This weekend I went to a new barber shop with my son. The first thing that happened is that I couldn’t get the front door open, and once I did, I came in with my big mouth a blazing!

Hay que empujar la puerta con ganas aquí! – You gotta push this door like you mean it!

Everyone in there looked at me cause I was loud, and they also looked at me like I was some sort of idiot cause I couldn’t open the damn door. Once we walked in, the little dance began. I explained to my son that most of the people in there were waiting for a specific barber. Though there are no official schedules or appointments, there is definitely an unwritten hierarchy when it comes to you being seen.

My son was surprised, how is that? Don’t you just walk in, a barber sees you, you pay and you go? Well yes, in theory that’s the process, but in real life it’s not quite like that. For instance, a barber can skip an established client ahead of you in the queue and say, “he had an appointment.” How could you prove otherwise?

So you are betting on one of them freeing up, not having someone else waiting, one of their boys walking in, or them not taking a break, etc. When you are the outsider at an established local barbershop, it’s almost as if you are asking for acceptance, an audition of sorts. It’s bizarre really, especially since you are the paying client, but that’s how it is at these local hood spots. There is an unwritten code, my son noticed how some guys just walked in, and were seen pretty quickly. Meanwhile, I was sitting there, and waiting for someone to free up.
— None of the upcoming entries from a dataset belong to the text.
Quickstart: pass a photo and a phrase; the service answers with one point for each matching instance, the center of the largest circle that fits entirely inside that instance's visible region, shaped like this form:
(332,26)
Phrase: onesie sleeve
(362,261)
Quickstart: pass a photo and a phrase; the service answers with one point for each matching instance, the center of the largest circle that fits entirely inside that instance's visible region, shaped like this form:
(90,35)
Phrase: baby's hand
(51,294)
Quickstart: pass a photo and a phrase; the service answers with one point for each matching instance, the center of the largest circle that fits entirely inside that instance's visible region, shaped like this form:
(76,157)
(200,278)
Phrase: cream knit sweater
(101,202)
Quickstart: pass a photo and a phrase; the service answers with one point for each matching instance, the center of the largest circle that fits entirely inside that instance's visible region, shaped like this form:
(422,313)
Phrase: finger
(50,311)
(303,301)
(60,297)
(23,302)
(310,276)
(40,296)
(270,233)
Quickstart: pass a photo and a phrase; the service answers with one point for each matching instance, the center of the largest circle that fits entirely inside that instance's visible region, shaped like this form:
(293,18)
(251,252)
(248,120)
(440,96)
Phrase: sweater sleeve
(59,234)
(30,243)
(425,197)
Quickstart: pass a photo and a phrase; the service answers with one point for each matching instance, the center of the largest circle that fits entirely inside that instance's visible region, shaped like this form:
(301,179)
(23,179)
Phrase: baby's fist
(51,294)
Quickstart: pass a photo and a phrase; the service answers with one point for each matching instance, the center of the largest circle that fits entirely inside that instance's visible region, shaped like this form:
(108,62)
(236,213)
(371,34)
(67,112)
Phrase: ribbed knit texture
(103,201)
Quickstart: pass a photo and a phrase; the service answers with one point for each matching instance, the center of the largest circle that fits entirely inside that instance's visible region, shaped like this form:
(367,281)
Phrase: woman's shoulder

Eventually one dude freed up, and it seemed as though he didn’t have a queue. He didn’t invite me over, no one acknowledged me, that’s not how it goes. If you expect the traditional business protocol here, you are mistaken. So I nodded at the guy, pointed at the chair, and he nodded back. That meant it was my turn with him.

There is one more thing to consider, if they don’t have a queue, it could mean that they suck. It’s all about trial an error when trying out barbers at a new shop. This was not the case here, he was pretty good, but it’s something to note and be aware of. As with any business, the busier a person is, especially in this type of field, it usually means that they are damn good and in high demand.

Once you become a regular, you have your “guy,” you generally can call them and make an appointment, or when you walk in, greet them, and they automatically queue you up. That’s a small taste of barbershop politics. Don’t even get me started on actual discussions that go on there!